Data-driven real-time monitoring is enabling the water sector’s smart transformation, by giving companies the tools to proactively manage their assets. Advanced smart devices capture data and transmit critical alerts to a utility within seconds and by linking devices with a cloud-based portal, utilities can monitor their assets with precision 24-hours-day – something has only become possible with the latest innovations.
By being informed in real time of flow, volume, and consumption, as well as consumer water usage, network efficiency and pipeline condition, control rooms can mitigate challenges before they impact customers.
Water utilities have invested hundreds of millions in systems, devices and services that deliver many categories of actionable data. They are now investing in the systems, services and devices that measure the ‘gap within the gap’ – those numbers that were reported as assumptions because historically, they were too small to matter. That has changed – now they do matter.
Moving away from a reactive to proactive model also means companies can better target maintenance programmes, reducing the risk of bursts, leakage, discolouration and service failures in a way that is reliable and cost effective.
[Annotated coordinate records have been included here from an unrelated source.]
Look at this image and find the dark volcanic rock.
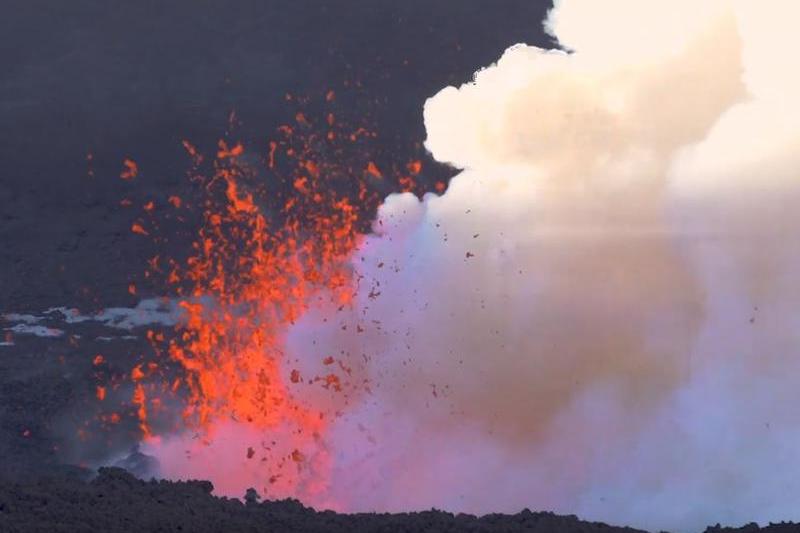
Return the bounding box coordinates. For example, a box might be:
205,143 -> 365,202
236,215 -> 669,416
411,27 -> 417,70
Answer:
0,468 -> 648,533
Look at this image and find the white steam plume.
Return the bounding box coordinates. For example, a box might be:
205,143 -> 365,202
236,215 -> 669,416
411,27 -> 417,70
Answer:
289,0 -> 800,531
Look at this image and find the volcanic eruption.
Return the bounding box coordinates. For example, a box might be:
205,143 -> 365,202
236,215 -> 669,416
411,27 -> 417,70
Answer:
6,0 -> 800,531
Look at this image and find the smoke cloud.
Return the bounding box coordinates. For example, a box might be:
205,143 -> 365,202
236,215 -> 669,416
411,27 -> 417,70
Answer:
287,0 -> 800,531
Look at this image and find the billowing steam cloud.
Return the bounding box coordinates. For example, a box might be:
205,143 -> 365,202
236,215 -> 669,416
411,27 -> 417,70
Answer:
289,0 -> 800,531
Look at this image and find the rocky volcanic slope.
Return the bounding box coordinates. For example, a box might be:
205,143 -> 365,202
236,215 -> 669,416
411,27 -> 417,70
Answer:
0,468 -> 637,533
0,467 -> 800,533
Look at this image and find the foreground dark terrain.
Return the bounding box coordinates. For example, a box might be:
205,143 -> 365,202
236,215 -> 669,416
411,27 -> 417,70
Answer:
0,468 -> 800,533
0,468 -> 637,533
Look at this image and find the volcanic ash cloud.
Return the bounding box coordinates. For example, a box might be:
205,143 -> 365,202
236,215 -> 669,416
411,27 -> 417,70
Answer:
289,0 -> 800,530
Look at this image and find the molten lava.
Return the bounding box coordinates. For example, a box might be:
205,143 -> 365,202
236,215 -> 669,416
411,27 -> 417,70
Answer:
100,91 -> 432,506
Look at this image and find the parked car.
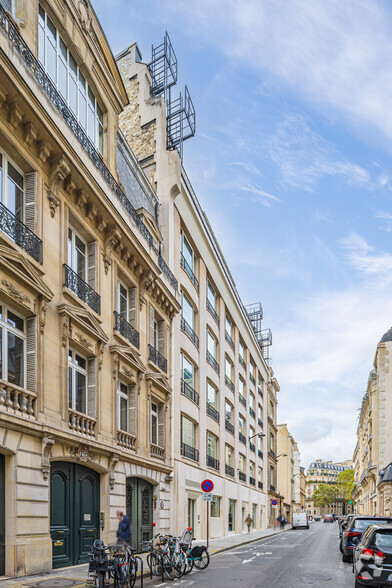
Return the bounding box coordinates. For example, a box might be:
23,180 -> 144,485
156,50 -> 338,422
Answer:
291,512 -> 309,529
341,515 -> 392,572
353,524 -> 392,588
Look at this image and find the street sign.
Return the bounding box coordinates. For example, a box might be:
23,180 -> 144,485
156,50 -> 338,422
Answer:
201,480 -> 214,492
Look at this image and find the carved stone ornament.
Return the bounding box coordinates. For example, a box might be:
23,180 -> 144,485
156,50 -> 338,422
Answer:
41,435 -> 54,481
68,445 -> 98,462
1,280 -> 31,306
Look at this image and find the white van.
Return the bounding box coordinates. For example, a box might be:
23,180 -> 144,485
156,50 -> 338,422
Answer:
291,512 -> 309,529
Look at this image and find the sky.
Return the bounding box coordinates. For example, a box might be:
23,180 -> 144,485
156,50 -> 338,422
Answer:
92,0 -> 392,467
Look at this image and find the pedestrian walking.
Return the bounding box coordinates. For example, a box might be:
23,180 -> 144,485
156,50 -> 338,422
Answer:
116,510 -> 131,545
245,514 -> 253,533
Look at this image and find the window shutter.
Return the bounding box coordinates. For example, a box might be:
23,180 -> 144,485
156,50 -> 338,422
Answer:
87,357 -> 96,418
158,321 -> 165,357
24,172 -> 37,233
129,385 -> 136,435
87,241 -> 97,290
158,404 -> 165,447
128,288 -> 137,327
150,306 -> 155,346
26,316 -> 37,392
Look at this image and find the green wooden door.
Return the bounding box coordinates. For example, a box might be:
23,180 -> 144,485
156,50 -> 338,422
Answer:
126,478 -> 153,549
50,462 -> 99,568
0,454 -> 5,576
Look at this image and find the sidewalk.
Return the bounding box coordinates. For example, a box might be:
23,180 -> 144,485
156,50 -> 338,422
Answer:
0,525 -> 291,588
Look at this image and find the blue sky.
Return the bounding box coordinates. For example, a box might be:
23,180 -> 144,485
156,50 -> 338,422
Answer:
93,0 -> 392,466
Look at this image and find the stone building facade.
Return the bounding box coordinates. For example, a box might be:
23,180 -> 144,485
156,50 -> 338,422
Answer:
353,329 -> 392,516
0,0 -> 180,576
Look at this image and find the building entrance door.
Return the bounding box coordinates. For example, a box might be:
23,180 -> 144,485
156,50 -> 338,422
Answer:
50,462 -> 100,568
126,478 -> 153,550
0,454 -> 5,576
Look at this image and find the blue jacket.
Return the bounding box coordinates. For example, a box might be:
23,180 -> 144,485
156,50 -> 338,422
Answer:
117,515 -> 131,542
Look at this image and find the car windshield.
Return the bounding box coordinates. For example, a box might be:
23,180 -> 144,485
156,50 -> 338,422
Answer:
374,529 -> 392,548
354,519 -> 390,531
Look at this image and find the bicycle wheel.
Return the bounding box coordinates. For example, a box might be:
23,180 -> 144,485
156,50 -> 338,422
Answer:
194,549 -> 210,570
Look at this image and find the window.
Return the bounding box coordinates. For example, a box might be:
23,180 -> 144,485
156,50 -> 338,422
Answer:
117,282 -> 136,327
0,305 -> 25,388
38,6 -> 103,153
207,380 -> 218,408
207,329 -> 216,359
117,381 -> 129,433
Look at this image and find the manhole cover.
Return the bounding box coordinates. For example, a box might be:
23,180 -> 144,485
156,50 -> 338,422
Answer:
26,578 -> 83,588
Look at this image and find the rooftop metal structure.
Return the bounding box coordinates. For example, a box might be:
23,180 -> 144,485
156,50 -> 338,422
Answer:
148,31 -> 196,160
245,302 -> 272,366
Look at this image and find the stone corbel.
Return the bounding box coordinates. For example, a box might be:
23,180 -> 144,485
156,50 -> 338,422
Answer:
109,453 -> 119,490
48,155 -> 71,218
41,435 -> 54,481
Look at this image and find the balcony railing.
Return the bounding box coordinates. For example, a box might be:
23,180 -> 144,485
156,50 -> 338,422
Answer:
181,442 -> 199,461
0,204 -> 42,263
117,431 -> 136,452
0,4 -> 178,290
238,392 -> 246,408
206,402 -> 219,423
114,311 -> 140,349
225,331 -> 234,351
181,380 -> 199,406
181,253 -> 199,292
148,345 -> 167,374
225,419 -> 235,435
64,264 -> 101,314
206,298 -> 219,327
207,455 -> 219,471
225,463 -> 234,478
225,374 -> 235,393
206,351 -> 219,375
181,316 -> 199,349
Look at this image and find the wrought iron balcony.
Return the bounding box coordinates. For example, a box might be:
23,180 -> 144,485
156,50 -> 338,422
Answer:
0,204 -> 42,263
64,263 -> 101,314
225,419 -> 235,435
181,316 -> 199,349
148,345 -> 167,374
206,351 -> 219,375
225,331 -> 234,351
238,472 -> 246,482
181,442 -> 199,461
181,253 -> 199,292
207,455 -> 219,471
225,374 -> 235,393
206,402 -> 219,423
0,4 -> 178,290
225,463 -> 234,478
181,380 -> 199,406
114,311 -> 140,349
206,298 -> 219,327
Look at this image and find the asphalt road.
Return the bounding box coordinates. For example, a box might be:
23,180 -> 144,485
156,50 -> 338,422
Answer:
142,522 -> 354,588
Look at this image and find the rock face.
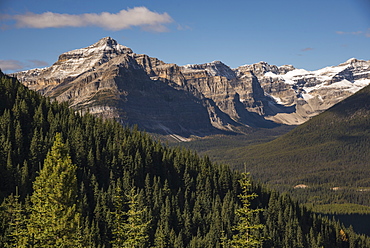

Crucially, by supporting these priority areas, data-driven technology can help water companies achieve objectives in their outcome delivery incentives (ODIs) and meet their regulatory targets. Leakage is just one area in which water companies are already seeing the benefits – 13 water companies in England and Wales achieved their 2020-2021 performance targets.
Ofwat is expecting companies to take a smart approach to PR24 planning. In May 2022, chief executive David Black said: “Smart networks and systems offer huge scope to get more from existing assets and prevent problems before they adversely impact on customers and the environment.” The regulator also says in PR24 guidance that companies should consider “a wide range of technological developments” when writing their strategies, which “may include AI/data interrogation”.
Smart systems are also helping utilities track down companies that illegally take water from the network, protecting the supply against those who use water without being billed for supply.
Orbis technology has found over 550 illegal abstractions in the UK in the last 12 months, through use of digital remote data. Digital information has helped increase the amount of water accounted from hydrants by 15% in the last six months, simply by replacing analogue with digital information.
As the technology becomes more advanced, widely available and lower in price, the sector’s smart transformation will only accelerate, bringing greater resilience and efficiency and providing a service that customers and regulators expect.